The United States, EU, and UN Security Council should investigate companies involved in conflict gold trade, and jewelry companies should stop buying from refiners that fail credible independent audits of conflict gold. These measures have had some success in cleaning up the trade in other conflict minerals. The UAE government should close loopholes in industry auditing programs, and it should tighten regulations in Dubai.
The UAE has lax due diligence policies, which have allowed armed groups in Africa to sell their gold in the UAE. This has contributed to the growth of the illegal gold trade in the region. Some armed groups in Sudan, Central African Republic, and DRC export gold to Dubai. The UAE could demand that couriers carrying conflict gold present documents proving that they are legitimate and have paid export taxes in order to export the gold.
The UAE is among the most important gold hubs.

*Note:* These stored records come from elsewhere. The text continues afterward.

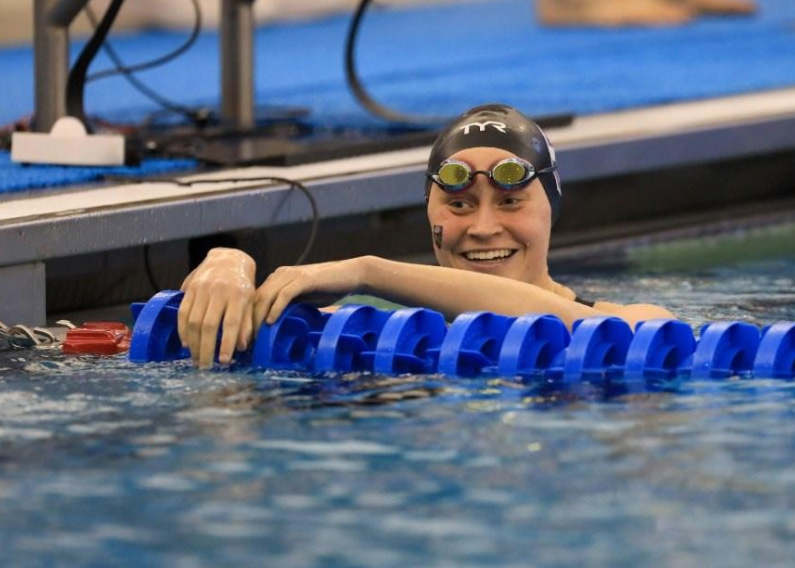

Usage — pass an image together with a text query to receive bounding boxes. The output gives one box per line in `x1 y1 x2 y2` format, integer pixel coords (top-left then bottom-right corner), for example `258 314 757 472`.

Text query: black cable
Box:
104 175 320 266
66 0 124 130
144 245 162 293
85 0 202 83
345 0 450 126
84 0 201 122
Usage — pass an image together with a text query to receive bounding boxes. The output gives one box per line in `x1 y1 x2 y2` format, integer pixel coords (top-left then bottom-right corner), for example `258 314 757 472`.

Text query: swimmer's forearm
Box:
358 256 600 327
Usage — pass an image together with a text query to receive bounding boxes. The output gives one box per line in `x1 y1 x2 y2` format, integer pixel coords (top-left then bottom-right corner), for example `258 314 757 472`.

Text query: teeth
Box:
464 249 513 260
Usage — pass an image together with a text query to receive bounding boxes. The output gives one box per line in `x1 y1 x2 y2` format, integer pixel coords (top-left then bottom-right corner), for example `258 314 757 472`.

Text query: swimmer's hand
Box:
254 257 367 329
178 248 256 369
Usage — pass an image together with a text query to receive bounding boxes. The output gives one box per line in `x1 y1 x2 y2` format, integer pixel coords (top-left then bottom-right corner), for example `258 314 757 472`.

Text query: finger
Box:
218 299 245 365
179 268 198 292
199 298 226 369
186 294 210 362
237 302 254 351
177 290 196 347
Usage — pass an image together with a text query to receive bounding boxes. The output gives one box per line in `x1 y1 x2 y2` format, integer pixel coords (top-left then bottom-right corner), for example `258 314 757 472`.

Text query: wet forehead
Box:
448 146 518 170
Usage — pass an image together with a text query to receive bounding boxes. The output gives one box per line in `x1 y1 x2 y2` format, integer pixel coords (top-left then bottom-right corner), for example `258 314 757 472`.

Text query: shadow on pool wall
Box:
46 153 795 320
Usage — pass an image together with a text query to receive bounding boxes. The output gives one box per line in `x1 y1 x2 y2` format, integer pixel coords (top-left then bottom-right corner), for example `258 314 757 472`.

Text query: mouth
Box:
461 249 516 263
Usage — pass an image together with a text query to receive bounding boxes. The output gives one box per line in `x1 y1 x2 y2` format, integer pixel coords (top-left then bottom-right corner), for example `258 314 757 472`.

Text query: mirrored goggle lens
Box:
491 161 532 187
437 163 470 187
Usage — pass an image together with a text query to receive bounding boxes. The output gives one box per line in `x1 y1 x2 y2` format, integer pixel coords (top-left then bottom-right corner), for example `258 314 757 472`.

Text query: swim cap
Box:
425 104 562 223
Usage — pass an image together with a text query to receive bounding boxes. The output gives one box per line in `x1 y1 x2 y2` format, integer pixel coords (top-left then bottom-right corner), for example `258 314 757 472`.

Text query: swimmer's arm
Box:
254 256 670 329
361 257 675 328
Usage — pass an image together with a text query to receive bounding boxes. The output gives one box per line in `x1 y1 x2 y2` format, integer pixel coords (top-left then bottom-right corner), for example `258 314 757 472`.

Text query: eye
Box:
500 195 522 207
447 199 472 211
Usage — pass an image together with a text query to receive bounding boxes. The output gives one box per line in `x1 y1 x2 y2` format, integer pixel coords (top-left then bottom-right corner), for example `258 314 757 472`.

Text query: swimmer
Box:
178 104 674 367
536 0 756 27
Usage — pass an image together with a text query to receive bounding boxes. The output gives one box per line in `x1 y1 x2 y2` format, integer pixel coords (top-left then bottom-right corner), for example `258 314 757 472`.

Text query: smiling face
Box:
428 148 552 286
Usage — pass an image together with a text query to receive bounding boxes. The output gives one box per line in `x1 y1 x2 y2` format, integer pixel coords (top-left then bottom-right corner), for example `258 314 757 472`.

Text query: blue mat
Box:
0 0 795 193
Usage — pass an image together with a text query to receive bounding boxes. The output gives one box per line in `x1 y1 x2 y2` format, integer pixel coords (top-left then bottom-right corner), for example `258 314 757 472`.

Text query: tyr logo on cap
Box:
461 120 508 134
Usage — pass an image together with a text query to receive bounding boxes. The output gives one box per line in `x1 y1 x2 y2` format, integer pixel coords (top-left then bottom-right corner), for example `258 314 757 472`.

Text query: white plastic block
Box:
11 116 124 166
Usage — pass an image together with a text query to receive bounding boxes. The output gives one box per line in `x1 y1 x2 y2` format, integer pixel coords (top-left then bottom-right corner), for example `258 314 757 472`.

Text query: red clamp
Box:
62 321 132 355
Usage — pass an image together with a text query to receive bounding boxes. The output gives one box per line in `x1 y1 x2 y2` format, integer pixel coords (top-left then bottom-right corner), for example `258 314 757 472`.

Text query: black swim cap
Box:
425 104 562 223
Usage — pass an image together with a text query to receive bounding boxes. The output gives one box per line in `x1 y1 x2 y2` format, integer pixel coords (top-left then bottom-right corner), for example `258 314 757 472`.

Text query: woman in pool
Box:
179 104 674 367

The majority of gold imported from the UAE is sold as jewelry and is exported to many countries, including the United States and India. The United Kingdom, for example, imported 1,208 tons of gold from six countries in 2016, including Switzerland, Canada, and South Africa. The United States was the next-largest gold exporter.
The Dodd-Frank Wall Street Reform and Consumer Protection Act (Dodd-Frank) was passed in 2010, which expressed concern over the conflict gold trade and noted that the sale of conflict gold could help fund armed groups. As such, the Act required companies to file specialized disclosure reports annually with the SEC. It also provided for GAO assessment of the SEC’s regulations.
In East Africa, gold trade has historically relied on hand-carrying. The UAE is a major buyer of Ugandan gold. In one case, an East African trader had over 14 kilograms of gold stolen from an air freight container bound for Dubai.